‘Bis! Bis! Een leven lang leren’, Liahona, februari 2024.
Getrouw ouder worden
Bis! Bis! Een leven lang leren
Levenslang leren houdt nooit op en geeft veel voldoening. We zijn nooit te oud om nieuwe vaardigheden aan te leren, onze talenten te ontwikkelen of aan een nieuwe hobby te beginnen. En we zullen in de eeuwigheid voordeel hebben bij alles wat we in dit leven verwerven (zie Leer en Verbonden 130:18–19).
‘Sommige mensen zijn verbaasd dat ik op mijn leeftijd nog met een online bedrijf ben begonnen’, zegt Martha Paewai. ‘Toen ik ermee begon, zeiden vrienden van mij: “Wat weet een Samoaanse vrouw met weinig werkervaring nu van marketing?”’
Zuster Paewai zegt steevast dat er geen leeftijdsgrens staat op leren. Bovendien kan ze nu thuis werken, verdient ze meer en zijn haar werkomstandigheden beter dan toen ze in Nieuw-Zeeland als huishoudster werkte. Het was moeilijk om een nieuw bedrijf te beginnen, maar gaandeweg leerde ze, en vroeg andere mensen om advies als ze iets niet begreep. ‘Dankzij BYU–Pathway Worldwide had ik genoeg zelfvertrouwen om iets nieuws te proberen’, zegt ze.
Jim Ivins sloeg een nieuwe weg in toen hij na een carrière als advocaat met pensioen ging. Hij ging eerst aan de slag in zijn eigen tuin en legde daarna de tuinen van zijn kinderen aan. Hij zegt: ‘Ik herinner me dat ik mijn kinderen iets wilde nalaten. Toen mijn vrouw overleed, besefte ik dat dit iets was wat ik voor hen kon doen. Ik deed meer dan de sierstenen een andere plek geven, ik bestudeerde ook tuinontwerpen en experimenteerde met verschillende vormen van tuinarchitectuur. Als mijn kleinkinderen op bezoek komen of als ik naar hen toega, zitten we niet alleen te babbelen, maar werken we samen aan verschillende ontwerpen.’

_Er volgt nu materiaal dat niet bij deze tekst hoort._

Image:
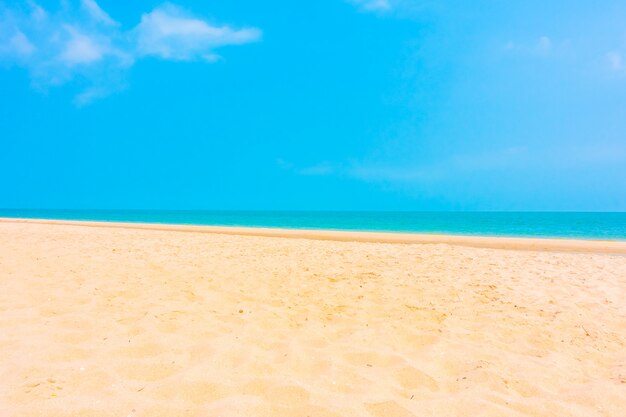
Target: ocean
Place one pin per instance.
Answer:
(583, 225)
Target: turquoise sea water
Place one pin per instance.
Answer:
(610, 226)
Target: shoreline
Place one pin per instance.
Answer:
(486, 242)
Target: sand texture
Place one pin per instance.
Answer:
(128, 322)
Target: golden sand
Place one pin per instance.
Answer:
(143, 321)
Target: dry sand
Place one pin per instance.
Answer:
(120, 321)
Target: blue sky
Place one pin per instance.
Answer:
(333, 104)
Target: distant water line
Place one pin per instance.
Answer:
(580, 225)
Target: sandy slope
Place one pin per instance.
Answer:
(104, 321)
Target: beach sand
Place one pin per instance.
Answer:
(139, 321)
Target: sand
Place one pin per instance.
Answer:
(141, 321)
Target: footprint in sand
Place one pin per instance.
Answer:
(411, 378)
(387, 409)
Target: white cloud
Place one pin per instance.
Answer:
(97, 13)
(21, 45)
(81, 49)
(82, 42)
(168, 33)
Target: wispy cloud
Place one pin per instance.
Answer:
(170, 33)
(470, 164)
(82, 41)
(97, 13)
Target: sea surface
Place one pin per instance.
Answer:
(606, 226)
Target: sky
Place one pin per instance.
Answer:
(325, 105)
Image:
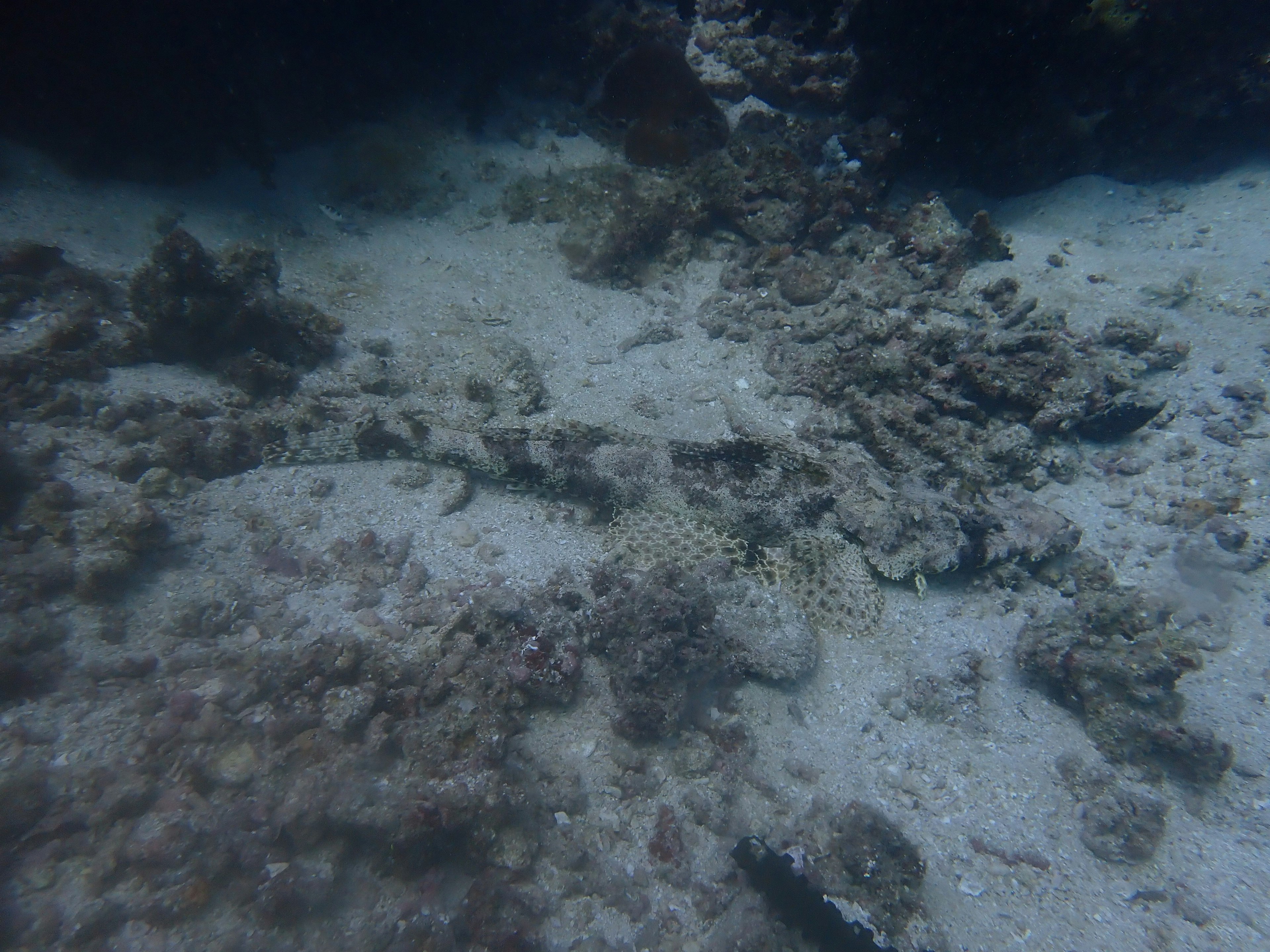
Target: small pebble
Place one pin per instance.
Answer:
(464, 535)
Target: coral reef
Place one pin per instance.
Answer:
(658, 636)
(1118, 823)
(228, 314)
(668, 115)
(1116, 658)
(797, 902)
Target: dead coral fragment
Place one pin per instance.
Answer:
(214, 313)
(657, 634)
(671, 117)
(1117, 659)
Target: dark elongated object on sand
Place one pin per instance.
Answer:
(798, 903)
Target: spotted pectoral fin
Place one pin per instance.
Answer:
(334, 445)
(830, 580)
(651, 537)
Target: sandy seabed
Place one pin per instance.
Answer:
(975, 796)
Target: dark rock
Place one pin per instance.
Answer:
(24, 794)
(1123, 827)
(670, 116)
(1229, 534)
(1117, 658)
(214, 313)
(656, 631)
(1127, 413)
(872, 862)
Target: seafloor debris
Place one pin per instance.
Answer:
(229, 315)
(670, 116)
(1119, 824)
(798, 903)
(1116, 657)
(760, 491)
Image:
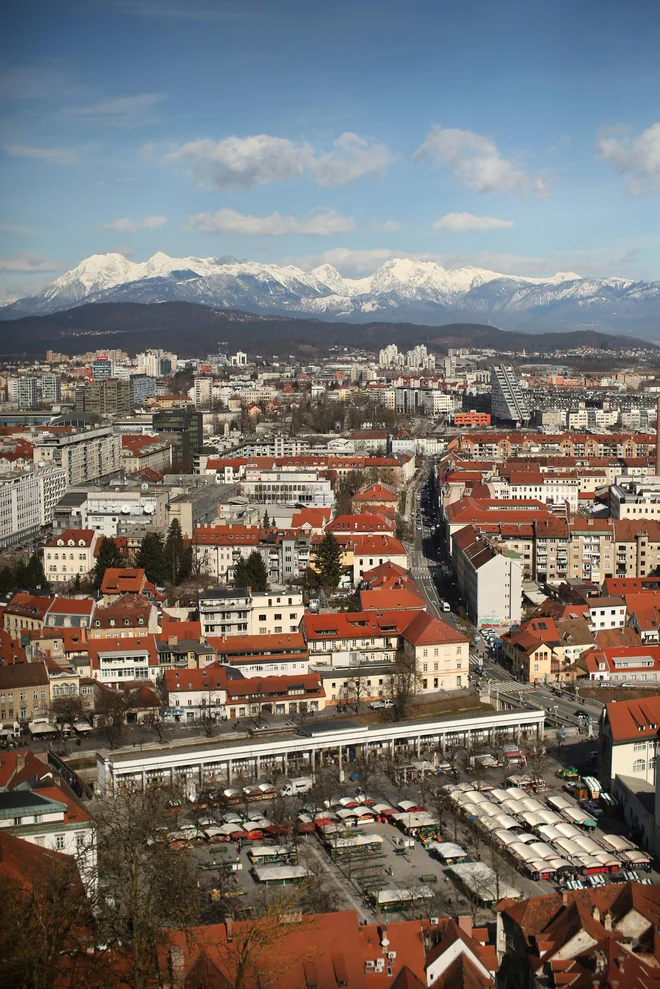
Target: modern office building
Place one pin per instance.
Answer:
(22, 391)
(51, 388)
(102, 369)
(184, 430)
(105, 397)
(143, 387)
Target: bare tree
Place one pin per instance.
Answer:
(67, 709)
(401, 685)
(45, 924)
(147, 884)
(111, 706)
(255, 945)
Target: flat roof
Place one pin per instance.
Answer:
(228, 743)
(324, 727)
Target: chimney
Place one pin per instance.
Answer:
(176, 964)
(656, 942)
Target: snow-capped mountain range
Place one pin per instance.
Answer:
(400, 290)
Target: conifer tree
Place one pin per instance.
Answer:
(109, 556)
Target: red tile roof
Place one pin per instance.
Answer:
(633, 720)
(123, 580)
(426, 629)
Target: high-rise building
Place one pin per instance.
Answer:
(184, 430)
(111, 397)
(51, 388)
(102, 368)
(22, 391)
(203, 393)
(508, 404)
(143, 387)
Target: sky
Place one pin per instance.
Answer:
(514, 136)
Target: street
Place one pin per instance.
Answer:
(431, 571)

Laurie Terry wilde als kind leren pianospelen, maar om de een of andere reden kreeg haar zus pianolessen en zij niet. Dus ging ze pianoles volgen zodra ze met pensioen ging. ‘Net als bij andere dingen vergt het oefening en de bereidheid om te leren’, zegt ze. Ze volgt nu al een paar jaar les, ze begeleidt muzikale intermezzo’s in de kerk en speelt voor haar plezier. ‘Het hoeft niet altijd een concert te zijn’, zegt ze. ‘Soms ben ik zelf het beste publiek.’

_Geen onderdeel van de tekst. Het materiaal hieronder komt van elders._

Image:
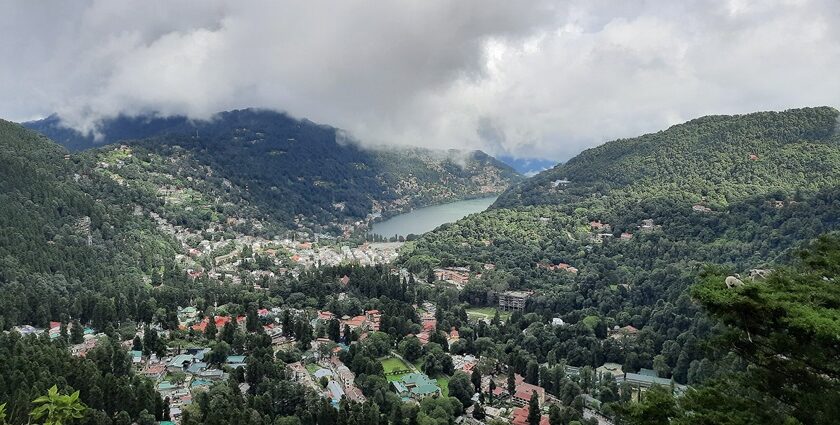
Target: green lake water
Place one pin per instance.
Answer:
(425, 219)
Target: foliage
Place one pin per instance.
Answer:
(57, 409)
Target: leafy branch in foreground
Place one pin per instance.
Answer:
(58, 409)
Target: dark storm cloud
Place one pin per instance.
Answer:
(509, 77)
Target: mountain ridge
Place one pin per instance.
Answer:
(297, 167)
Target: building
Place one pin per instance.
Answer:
(416, 386)
(180, 363)
(647, 378)
(524, 390)
(513, 300)
(520, 417)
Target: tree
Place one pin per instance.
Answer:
(210, 330)
(461, 388)
(782, 327)
(511, 381)
(411, 349)
(137, 343)
(656, 407)
(334, 330)
(252, 321)
(58, 409)
(228, 332)
(478, 412)
(77, 333)
(219, 353)
(532, 373)
(534, 414)
(555, 415)
(475, 378)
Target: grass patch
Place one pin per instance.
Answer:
(443, 383)
(479, 313)
(393, 364)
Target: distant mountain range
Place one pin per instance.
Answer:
(527, 166)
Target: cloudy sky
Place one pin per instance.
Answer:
(527, 79)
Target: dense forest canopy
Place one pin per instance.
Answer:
(293, 167)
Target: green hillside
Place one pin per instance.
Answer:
(716, 160)
(298, 171)
(66, 242)
(622, 242)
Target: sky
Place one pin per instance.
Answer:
(522, 79)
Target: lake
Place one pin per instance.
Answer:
(425, 219)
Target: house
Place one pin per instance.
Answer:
(626, 332)
(180, 363)
(297, 372)
(456, 275)
(513, 300)
(346, 377)
(416, 386)
(647, 225)
(454, 335)
(154, 371)
(700, 208)
(196, 367)
(613, 369)
(320, 373)
(524, 390)
(235, 361)
(358, 322)
(211, 374)
(647, 378)
(597, 225)
(336, 392)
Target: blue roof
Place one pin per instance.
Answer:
(196, 367)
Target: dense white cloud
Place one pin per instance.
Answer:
(527, 79)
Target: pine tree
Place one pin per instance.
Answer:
(475, 378)
(77, 333)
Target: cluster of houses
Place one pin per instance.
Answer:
(90, 337)
(178, 376)
(340, 380)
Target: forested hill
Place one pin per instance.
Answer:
(65, 244)
(713, 160)
(295, 167)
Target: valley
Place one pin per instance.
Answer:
(242, 277)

Zuster Barbara B. Smith hield in de algemene aprilconferentie 1978 een toespraak in haar hoedanigheid van algemeen ZHV-presidente. Ze vertelde over een man die op zijn 63e met pensioen was gegaan, en zich afvroeg wat hij nog te bieden had. Ze zei: ‘Hij had geen beroepsbezigheden meer, geen hobby’s, geen bijzondere interesses en geen plannen voor de toekomst.’ Ze ging verder: ‘Hij had de keuze: ofwel zijn leven met nieuwe dingen zien te vullen, ofwel wegkwijnen en sterven. Helaas moet ik melden dat hij kort daarna stierf.’1
Ouderling Robert L. Backman sprak daarentegen in zijn laatste conferentietoespraak over zijn nieuwe leven als emeritus algemeen autoriteit. Hij zei dat hij niet zo’n gepensioneerde wilde zijn van wie men zegt dat hun leven voorbij is als ze 70 jaar zijn, terwijl ze pas op hun 85e begraven worden. In plaats daarvan wilde hij blijven groeien en leren en nog meer vaardigheden en interesses ontwikkelen.

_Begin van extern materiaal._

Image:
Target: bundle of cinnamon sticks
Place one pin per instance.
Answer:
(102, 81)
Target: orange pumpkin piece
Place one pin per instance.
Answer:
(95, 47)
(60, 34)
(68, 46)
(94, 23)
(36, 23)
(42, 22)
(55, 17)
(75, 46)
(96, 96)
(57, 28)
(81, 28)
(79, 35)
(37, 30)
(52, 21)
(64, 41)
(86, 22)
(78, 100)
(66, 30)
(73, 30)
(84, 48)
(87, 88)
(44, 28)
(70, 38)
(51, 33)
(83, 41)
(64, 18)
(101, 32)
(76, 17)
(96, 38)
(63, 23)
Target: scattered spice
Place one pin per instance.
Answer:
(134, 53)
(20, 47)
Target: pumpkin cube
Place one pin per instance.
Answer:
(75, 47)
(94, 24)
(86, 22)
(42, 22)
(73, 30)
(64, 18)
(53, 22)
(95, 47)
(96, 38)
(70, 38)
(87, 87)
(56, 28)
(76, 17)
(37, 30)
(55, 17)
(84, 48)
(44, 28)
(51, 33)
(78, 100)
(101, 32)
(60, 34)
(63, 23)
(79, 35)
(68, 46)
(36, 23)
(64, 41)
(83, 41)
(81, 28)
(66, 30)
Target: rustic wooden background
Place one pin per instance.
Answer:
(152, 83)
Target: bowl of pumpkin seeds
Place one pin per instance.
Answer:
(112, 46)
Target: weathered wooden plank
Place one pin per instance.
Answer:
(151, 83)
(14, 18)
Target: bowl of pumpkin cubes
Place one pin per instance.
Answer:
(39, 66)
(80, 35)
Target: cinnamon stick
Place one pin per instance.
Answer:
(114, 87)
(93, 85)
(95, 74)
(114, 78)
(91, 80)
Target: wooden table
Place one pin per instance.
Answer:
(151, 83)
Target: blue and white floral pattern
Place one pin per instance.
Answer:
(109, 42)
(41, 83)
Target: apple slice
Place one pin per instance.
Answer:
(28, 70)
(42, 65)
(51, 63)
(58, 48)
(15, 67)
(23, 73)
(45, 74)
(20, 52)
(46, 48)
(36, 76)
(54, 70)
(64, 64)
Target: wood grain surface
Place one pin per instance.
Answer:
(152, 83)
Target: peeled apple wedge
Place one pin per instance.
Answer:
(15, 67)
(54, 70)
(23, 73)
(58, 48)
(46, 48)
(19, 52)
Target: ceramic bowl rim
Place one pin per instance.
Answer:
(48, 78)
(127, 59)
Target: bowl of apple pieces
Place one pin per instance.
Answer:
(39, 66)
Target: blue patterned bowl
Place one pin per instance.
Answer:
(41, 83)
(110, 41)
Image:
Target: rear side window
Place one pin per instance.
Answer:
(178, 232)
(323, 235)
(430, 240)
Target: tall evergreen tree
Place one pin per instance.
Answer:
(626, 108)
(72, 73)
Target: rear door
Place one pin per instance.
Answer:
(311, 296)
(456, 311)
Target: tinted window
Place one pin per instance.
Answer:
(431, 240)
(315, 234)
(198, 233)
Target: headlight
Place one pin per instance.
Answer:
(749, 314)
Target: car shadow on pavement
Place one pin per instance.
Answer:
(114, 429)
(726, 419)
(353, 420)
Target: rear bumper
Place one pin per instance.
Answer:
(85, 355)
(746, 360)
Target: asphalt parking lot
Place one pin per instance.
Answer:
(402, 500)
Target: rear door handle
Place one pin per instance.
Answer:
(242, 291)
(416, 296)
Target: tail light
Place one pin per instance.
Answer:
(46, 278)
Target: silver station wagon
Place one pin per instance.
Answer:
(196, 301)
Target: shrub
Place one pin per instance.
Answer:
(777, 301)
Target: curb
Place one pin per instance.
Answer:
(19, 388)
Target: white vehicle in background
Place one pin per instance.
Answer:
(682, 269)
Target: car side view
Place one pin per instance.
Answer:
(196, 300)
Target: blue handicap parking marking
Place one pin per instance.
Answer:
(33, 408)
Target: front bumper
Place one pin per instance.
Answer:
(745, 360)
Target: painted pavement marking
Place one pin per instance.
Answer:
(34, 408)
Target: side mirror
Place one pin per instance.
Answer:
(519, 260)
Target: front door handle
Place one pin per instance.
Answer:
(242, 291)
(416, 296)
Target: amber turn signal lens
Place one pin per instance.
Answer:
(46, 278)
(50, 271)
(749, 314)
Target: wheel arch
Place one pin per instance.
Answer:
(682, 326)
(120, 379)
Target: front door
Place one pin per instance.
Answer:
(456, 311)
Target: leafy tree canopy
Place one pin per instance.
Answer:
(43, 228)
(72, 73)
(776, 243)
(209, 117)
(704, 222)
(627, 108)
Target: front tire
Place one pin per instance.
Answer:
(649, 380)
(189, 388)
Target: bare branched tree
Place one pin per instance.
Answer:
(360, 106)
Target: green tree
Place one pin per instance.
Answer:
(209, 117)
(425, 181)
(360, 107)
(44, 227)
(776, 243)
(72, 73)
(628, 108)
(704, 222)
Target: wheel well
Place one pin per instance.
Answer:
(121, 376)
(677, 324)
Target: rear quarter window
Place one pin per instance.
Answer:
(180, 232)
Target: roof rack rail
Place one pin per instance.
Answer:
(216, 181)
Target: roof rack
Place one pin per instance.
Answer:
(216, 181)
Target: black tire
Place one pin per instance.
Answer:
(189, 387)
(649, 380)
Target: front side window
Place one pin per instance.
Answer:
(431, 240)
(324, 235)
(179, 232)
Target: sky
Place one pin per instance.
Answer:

Ouderling Backman vroeg toen: ‘Hoe moet ik dat aanpakken?’ en gaf zelf het antwoord op die belangrijke vraag:
‘Er staat in het Nieuwe Testament maar één zinnetje dat het leven van de Heiland beschrijft tussen de leeftijd van 12 jaar en het begin van zijn bediening. Ik haal dat vers vaak aan als ik tot jongeren spreek. Nu vraag ik me af of het niet evenzeer op alle andere mensen van toepassing is, en vooral op gepensioneerden. Het staat in Lukas: “En Jezus nam toe in wijsheid en in grootte en in genade bij God en de mensen” (Lukas 2:52)’.2
Ook president Ezra Taft Benson (1899–1994) heeft deze vorm van leren en groeien aangemoedigd, ongeacht iemands leeftijd. In een toespraak tot oudere leden zei hij: ‘We hopen dat u elke dag iets om handen hebt, dat u anderen kunt dienen die minder gezegend zijn dan u. […] Ouder betekent bijna altijd beter, want uw schat aan wijsheid en ervaring blijft toenemen door anderen te dienen.’ President Benson citeerde vervolgens een vers uit het Boek van Mormon: ‘[Leef] met dagelijkse dankbetuiging voor de vele barmhartigheden en zegeningen die [God] u schenkt’ (Alma 34:38).3
Die barmhartigheden en zegeningen vloeien voort uit een vooruitziende blik, met hoop en dromen en plannen. Als heiligen der laatste dagen geloven we in eeuwige vooruitgang, en daartoe moeten we in dit leven nieuwe vaardigheden leren en nieuwe talenten ontwikkelen, niet alleen in het hiernamaals. Persoonlijke ontwikkeling en een vooruitziende blik zijn misschien wel de belangrijkste sleutel tot een lang leven.4
Na 40 jaar dienst als militair arts en officier raakte Kerry Patterson bij een routinemissie in Afghanistan gewond. Hij werd medisch ongeschikt verklaard en moest na zijn verplichte pensioen een bezigheid zien te vinden. Hij wilde niet zomaar hele dagen gaan vissen, en dus ging hij met zijn vrouw, Linda, een cursus volgen aan de plaatselijke volksuniversiteit.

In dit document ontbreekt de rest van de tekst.